В “Си цы чжуани” происхождение дэ, хотя и не обозначается прямо, в целом видится как результат соединения многих факторов — это особые качества вещей и явлений, которые позволяют им взаимодействовать с окружающей взаимообусловленной средой, превращаться или производить превращения:

Инь и ян соединяются посредством дэ, и твердое и мягкое обретают телесность (ти) (Си цы, II, 5).

Дао также лежит в основании превращений инь и ян. В этом мнении сходятся авторы как “Си цы чжуани”, там “Дао дэ цзина”:

То инь, то ян — это называется дао (Си цы, I, 4);

Превращение в противоположное — в этом действие дао (Дао дэ цзин, 40).

Но эта и другие закономерности затем выражаются в “Книге перемен” в символике, аналога которой нет в “Дао дэ цзине” и других исходных сочинениях даосизма. Также и все категории ицзинистики, так или иначе, сопряжены с этой символикой и поэтому приобретают определенную формализацию, при которой их можно рассматривать не только в качестве метафизической, но и специализированной терминологии.

 

1.2. Символы гуа

Деление Великого предела

В “Си цы чжуани” порождение символики “Книги перемен” описывается как последовательное дихотомическое деление Великого предела (тай цзи) — космической проявленной единичности — на взаимодополнительные полярности инь и ян:

В Переменах есть Великий предел (тай цзи).

Он рождает двоицу образов (и).

Двоица образов рождает четыре символа (сян).

Четыре символа рождают восемь триграмм (гуа).

Восемь триграмм определяют счастье и несчастье.

Счастье и несчастье рождают великое деяние (Си цы, I, 11).

В качестве графических символов принципов инь и ян в китайской арифмосемиотике используются знаки-и (“образы”) — соответственно прерывистая, “сломанная” (чжэ) и сплошная, “одинарная” (дань) черты (яо) (рис. 1.2.1).

Рис. 1.2.1

Точно не известно, когда появилась такая символика, но к ханьскому времени она уже имеет широкое распространение. Также неизвестно, каким способом обозначались полярные принципы в “Книге перемен” при ее возникновении. Возможно, это были числовые обозначения, о которых будет сказано ниже.

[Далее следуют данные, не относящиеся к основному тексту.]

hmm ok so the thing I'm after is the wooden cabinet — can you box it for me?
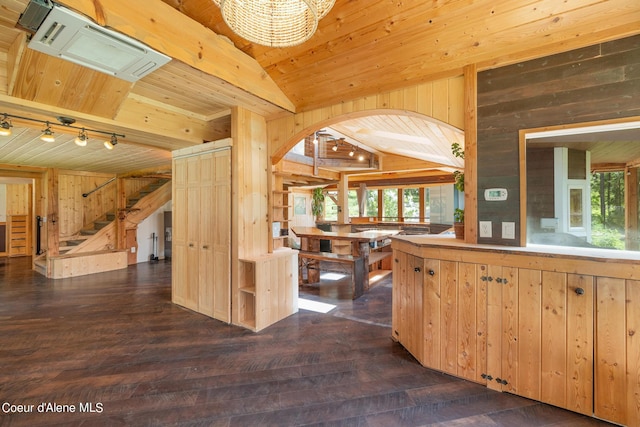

Инь и ян могут рассматриваться как относительно отдельные единичности (своего рода “локальные” Великие пределы). Они, в свою очередь, также разделяются на противоположности. Получаются уже четыре принципа, которые символизируются знаками, представляющими собой различные сочетания прерывистых и сплошных черт по две. Эти диграммы называются сян (“символы”). Диграммы, одна из которых состоит только из прерывистых черт, а другая — из сплошных, именуются соответственно “большими” (тай) инь и ян. Два других символа, состоящие из разных черт, — это “малые” (шао) инь и ян. В первом случае в верхней позиции находится прерывистая черта, а во втором — сплошная (рис. 1.2.2).

Рис. 1.2.2

Следующий шаг развертки приводит к образованию восьми знаков гуа, составленных из комбинирующихся черт, которые находятся в трех позициях. В китаеведении эти знаки принято называть “триграммами” (рис. 1.2.3).

Рис. 1.2.3

Триграммы наделяются теми или иными корреляциями, из которых только часть зафиксирована в “Крыльях”, а именно в “Шо гуа чжуани”. Среди них очень важными являются корреляции с природными “феноменами” — “образами”, которые в китайских текстах часто используются в качестве замены названий триграмм. Для примера можно еще указать на корреляции триграмм с разновидностями животных, частями человеческого тела и направлениями в пространстве (табл. 1.2.1).

Таблица 1.2.1

Название Цянь Дуй Ли Чжэнь Сюнь Кань Гэнь Кунь
Природные “феномены” Небо Низина Огонь Гром Ветер Вода Гора Земля
Животные конь овца фазан дракон курица свинья собака корова
Части тела голова рот глаза ноги бедра уши руки живот
Направления по Вэнь-вану СЗ З Ю В ЮВ С СВ ЮЗ

Другая часть корреляций триграмм, гораздо более обширная, разбросана по различным текстам, написанным в более поздние времена. Среди них имеется несколько интересных образцов, о которых еще будет сказано в подходящем месте.

Надо отметить, что триграммы представляют собой не просто символы, а определенного типа кодовые знаки, значения которых определяются наличием в них янских или иньских черт и их расположением в позициях. Позиции (вэй) в ицзинистике принято считать снизу вверх и соотносить с “тремя способностями” (сань цай) — Земля (ди), Человек (жэнь) и Небо (тянь) (рис. 1.2.4).

Рис. 1.2.4

Триграммы, имеющие во всех позициях одинаковые знаки, называются “старшими”. В “семейной” символике три янских черты — это “отец” (триграмма [далее — тр.] Цянь), а три иньских — “мать” (тр. Кунь). Они рассматриваются как принципы, порождающие остальные триграммы, подобно тому, как космические ян и инь — Небо и Земля — порождают Человека.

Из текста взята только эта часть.